Post office savings schemes carry a sovereign guarantee and are often overlooked in favour of bank fixed deposits — yet several of them offer better rates, useful tax benefits, or features tailored to specific goals like a girl child's education or senior citizen income. Here's how the major schemes stack up.
Small savings schemes run through India Post are backed by the Government of India and their interest rates are notified quarterly by the Ministry of Finance, broadly linked to government bond yields. Because rates reset every quarter (for new deposits — existing deposits typically retain the rate at which they were opened for fixed-tenure products), they can sometimes be more competitive than bank FD rates, especially for specific schemes like SCSS and SSY.
| Scheme | Tenure | Who It Suits | Tax on Interest |
|---|---|---|---|
| National Savings Certificate (NSC) | 5 years | Conservative investors wanting a fixed-return, 80C-eligible option | Taxable, but reinvested interest (except final year) is eligible for 80C |
| Kisan Vikas Patra (KVP) | ~115 months (varies with rate) | Lump-sum investors wanting a simple "money doubles" structure | Taxable; no 80C benefit |
| Senior Citizen Savings Scheme (SCSS) | 5 years (extendable by 3) | Individuals 60+ (or 55+ for certain retirees) wanting regular quarterly income | Taxable; TDS applies if interest exceeds the threshold |
| Sukanya Samriddhi Yojana (SSY) | 21 years from opening (deposits for 15 years) | Parents/guardians of a girl child below 10 | Exempt — EEE status (contribution, interest and maturity all tax-free) |
| Post Office Time Deposit (POTD) | 1, 2, 3 or 5 years | FD-equivalent; 5-year POTD is 80C eligible | Taxable; only the 5-year POTD qualifies for 80C |
| Public Provident Fund (PPF) | 15 years (extendable in 5-year blocks) | Long-term, EEE tax-free retirement-style savings | Exempt — EEE status |
SSY is one of the few instruments offering full EEE (Exempt-Exempt-Exempt) tax treatment combined with one of the highest interest rates among small savings schemes. An account can be opened for a girl child below 10 years by a parent or legal guardian, with deposits required for 15 years from account opening, and the account matures 21 years from the opening date (or on the girl's marriage after age 18, if earlier). For long-horizon education goal planning, see our guide to planning for a child's education.
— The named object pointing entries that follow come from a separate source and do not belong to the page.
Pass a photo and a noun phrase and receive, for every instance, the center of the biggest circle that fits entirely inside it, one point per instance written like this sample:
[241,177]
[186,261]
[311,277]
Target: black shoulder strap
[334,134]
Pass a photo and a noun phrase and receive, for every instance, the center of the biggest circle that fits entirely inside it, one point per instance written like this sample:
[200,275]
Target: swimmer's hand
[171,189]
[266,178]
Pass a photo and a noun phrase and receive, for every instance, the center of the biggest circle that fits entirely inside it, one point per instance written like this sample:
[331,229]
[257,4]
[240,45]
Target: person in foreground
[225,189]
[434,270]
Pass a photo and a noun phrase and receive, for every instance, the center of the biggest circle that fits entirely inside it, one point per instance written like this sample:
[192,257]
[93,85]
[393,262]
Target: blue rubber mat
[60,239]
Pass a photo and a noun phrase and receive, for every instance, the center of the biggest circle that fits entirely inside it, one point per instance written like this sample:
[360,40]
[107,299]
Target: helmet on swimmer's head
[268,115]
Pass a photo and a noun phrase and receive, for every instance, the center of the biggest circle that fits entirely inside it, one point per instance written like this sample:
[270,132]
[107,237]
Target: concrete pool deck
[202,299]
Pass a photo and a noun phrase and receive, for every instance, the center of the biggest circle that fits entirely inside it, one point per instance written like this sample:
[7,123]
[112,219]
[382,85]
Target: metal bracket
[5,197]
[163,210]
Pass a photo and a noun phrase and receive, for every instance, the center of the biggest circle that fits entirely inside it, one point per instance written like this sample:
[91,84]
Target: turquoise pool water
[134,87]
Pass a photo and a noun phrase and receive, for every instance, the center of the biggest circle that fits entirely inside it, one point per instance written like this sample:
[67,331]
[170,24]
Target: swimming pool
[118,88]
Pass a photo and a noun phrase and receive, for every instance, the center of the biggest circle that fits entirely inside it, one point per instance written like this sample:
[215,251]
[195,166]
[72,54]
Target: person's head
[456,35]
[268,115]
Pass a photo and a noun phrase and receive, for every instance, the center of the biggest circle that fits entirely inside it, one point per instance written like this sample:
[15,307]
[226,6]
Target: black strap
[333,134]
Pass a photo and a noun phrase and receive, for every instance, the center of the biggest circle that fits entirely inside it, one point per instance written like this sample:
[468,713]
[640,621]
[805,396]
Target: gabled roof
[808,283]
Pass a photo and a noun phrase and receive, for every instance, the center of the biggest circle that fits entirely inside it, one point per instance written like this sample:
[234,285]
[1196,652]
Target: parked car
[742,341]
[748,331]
Post office schemes are best thought of as the safe, fixed-income core of a portfolio — useful for capital preservation, goal-specific savings (SSY for a daughter's education, SCSS for retirement income), and 80C tax planning (NSC, 5-year POTD, PPF). They are not designed to beat inflation by a wide margin over the long run the way equity can — for the growth portion of a portfolio, see our guides on index funds vs active funds and SIP investing.